Apache Kafka notes
Until now I used Kafka only in combination with Logstash and with a simple Pyhton consumer. Here is what I learnt from diving a bit deeper into the documentation:
Docker
Run Kafka on a single node with the following Docker commands:
sudo docker run -d --net=host --name zookeeper \
-e ZOOKEEPER_CLIENT_PORT=2181 \
confluentinc/cp-zookeeper
sudo docker run -d --net=host --name kafka \
-e KAFKA_ZOOKEEPER_CONNECT=localhost:2181 \
-e KAFKA_ADVERTISED_LISTENERS=PLAINTEXT://localhost:9092 \
confluentinc/cp-kafkaTo enable remote connections to the Kafka node, replace localhost in the KAFKA_ADVERTISED_LISTENERS environment variable with the IP address.
key/value pair
Besides a value, each record in Kafka can also have an optional key. With the Kafka Streams API it is possible to filter on key.
Kafka Streams
In the Kafka Streams API you can find KStream and KTable, which are dual concepts as explained in the following articles:
https://www.confluent.io/blog/introducing-kafka-streams-stream-processing-made-simple/ http://docs.confluent.io/3.1.2/streams/index.html
It is interesting to note that there is no direct way to transform a KStream into a KTable.
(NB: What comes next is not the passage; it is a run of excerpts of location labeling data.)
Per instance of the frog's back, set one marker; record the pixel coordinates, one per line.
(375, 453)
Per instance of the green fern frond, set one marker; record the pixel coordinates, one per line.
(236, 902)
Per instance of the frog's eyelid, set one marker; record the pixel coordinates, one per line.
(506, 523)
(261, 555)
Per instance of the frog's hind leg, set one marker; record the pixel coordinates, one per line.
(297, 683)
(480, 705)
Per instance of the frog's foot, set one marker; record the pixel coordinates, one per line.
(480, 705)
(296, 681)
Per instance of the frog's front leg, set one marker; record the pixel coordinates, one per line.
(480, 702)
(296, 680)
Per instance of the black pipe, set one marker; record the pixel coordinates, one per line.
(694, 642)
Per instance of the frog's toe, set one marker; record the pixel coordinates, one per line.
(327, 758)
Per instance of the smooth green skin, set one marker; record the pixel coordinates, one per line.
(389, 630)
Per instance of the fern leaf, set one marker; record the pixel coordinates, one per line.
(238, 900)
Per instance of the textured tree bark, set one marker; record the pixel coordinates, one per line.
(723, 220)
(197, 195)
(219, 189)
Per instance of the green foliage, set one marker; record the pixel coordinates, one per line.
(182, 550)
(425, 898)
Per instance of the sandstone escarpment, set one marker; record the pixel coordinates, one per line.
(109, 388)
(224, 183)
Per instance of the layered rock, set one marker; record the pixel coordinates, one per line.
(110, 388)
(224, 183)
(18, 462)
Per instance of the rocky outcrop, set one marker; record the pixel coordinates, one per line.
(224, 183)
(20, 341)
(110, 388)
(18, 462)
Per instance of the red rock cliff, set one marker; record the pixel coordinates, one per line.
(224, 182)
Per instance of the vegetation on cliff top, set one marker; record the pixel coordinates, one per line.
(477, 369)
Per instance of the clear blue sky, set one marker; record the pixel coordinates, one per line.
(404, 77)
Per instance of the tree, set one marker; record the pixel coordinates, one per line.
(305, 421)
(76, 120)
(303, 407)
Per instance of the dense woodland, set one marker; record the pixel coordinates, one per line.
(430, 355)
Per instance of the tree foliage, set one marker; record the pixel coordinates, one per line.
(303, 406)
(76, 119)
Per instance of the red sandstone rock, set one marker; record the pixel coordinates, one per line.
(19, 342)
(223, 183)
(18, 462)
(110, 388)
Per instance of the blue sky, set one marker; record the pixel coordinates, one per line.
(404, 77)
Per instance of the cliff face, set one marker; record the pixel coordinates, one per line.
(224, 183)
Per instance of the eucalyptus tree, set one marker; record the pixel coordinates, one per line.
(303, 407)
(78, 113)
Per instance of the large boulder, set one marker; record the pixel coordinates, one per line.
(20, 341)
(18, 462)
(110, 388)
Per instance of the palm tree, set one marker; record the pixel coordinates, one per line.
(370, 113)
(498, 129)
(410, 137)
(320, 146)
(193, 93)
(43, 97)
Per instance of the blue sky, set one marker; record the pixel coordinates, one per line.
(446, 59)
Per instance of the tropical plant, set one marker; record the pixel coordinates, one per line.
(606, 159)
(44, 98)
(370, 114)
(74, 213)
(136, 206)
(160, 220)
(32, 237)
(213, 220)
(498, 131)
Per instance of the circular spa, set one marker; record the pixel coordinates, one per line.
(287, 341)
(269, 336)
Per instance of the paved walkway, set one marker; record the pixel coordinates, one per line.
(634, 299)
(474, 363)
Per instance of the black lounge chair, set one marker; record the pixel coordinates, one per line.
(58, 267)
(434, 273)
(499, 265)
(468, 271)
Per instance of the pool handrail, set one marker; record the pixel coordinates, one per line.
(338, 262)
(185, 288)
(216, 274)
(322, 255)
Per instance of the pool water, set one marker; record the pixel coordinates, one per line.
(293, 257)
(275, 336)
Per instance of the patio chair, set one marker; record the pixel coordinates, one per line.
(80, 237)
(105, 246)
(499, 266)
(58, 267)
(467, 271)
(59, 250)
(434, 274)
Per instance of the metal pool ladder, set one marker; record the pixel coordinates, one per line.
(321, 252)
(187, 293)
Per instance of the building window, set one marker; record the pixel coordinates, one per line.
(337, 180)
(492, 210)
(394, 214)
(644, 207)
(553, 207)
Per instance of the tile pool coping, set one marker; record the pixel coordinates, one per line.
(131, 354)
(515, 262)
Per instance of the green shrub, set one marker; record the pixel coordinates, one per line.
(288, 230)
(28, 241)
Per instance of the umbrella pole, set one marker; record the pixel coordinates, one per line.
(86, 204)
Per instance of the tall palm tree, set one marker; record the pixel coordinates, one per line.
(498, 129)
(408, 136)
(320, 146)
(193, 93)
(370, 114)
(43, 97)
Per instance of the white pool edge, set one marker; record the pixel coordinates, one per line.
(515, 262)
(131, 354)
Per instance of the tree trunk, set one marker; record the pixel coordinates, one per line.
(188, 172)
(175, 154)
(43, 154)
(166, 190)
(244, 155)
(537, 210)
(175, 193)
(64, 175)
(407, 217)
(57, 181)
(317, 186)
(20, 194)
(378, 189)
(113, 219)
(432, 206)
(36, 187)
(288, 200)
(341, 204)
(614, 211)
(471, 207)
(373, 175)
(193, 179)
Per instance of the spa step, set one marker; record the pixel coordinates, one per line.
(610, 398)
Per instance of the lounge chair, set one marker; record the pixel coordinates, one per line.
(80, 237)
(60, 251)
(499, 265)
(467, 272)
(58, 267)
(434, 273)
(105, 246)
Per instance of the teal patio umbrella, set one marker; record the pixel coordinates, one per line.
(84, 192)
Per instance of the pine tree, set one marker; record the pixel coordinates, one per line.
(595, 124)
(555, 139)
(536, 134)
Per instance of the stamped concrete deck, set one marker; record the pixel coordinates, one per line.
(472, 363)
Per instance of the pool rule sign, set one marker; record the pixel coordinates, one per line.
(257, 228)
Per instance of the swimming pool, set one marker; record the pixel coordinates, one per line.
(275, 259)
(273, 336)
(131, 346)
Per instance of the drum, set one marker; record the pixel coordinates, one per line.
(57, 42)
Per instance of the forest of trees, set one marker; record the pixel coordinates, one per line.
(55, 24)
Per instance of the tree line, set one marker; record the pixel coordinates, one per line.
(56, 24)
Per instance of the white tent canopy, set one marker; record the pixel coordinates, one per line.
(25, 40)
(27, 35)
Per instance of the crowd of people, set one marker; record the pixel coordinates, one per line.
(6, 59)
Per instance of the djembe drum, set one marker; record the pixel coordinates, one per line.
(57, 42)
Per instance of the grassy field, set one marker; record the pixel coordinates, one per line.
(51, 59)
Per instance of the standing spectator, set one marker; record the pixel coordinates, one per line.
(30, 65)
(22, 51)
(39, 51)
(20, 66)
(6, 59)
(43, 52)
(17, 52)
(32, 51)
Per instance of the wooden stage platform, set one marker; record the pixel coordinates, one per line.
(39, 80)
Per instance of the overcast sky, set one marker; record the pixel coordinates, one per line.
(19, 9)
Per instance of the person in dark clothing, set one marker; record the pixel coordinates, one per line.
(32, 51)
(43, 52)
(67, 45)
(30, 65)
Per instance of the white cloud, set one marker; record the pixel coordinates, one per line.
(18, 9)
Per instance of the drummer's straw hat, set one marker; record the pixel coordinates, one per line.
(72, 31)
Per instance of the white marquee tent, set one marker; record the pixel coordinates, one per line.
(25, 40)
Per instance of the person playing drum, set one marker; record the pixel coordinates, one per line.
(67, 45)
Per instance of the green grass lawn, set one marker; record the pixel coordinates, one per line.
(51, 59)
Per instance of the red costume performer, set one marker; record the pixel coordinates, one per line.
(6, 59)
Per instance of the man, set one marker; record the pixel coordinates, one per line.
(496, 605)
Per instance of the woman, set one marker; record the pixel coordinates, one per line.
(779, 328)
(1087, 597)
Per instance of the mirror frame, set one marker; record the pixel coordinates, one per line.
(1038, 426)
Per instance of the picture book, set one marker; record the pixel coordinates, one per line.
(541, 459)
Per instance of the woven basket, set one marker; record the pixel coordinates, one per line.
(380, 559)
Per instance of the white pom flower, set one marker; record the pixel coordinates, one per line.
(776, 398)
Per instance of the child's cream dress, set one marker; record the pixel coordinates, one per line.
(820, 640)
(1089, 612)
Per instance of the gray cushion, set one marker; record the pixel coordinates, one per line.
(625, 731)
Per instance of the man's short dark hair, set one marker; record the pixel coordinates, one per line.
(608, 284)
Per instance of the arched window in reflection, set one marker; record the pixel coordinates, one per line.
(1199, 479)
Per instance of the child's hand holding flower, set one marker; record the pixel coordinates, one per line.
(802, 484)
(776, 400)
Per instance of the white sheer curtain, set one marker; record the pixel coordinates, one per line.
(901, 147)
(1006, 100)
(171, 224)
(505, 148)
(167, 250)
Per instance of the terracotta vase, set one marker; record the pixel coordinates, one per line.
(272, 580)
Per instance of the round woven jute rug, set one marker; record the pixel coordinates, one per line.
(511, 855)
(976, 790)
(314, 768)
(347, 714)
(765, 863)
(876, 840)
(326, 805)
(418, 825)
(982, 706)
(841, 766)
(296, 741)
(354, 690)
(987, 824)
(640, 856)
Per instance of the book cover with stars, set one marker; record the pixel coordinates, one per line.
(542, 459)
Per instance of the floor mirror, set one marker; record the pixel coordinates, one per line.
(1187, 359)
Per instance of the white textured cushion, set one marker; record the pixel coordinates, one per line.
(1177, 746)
Instead the records of a KStream can be grouped into a KGroupedStream. KGroupedStream has 3 methods that transform it into a KTable: reduce, aggregate and count.
In the same way the records of a KTable can be grouped into a KGroupedTable.
On the other hand KTable has a toStream method that transforms it directly into a KStream.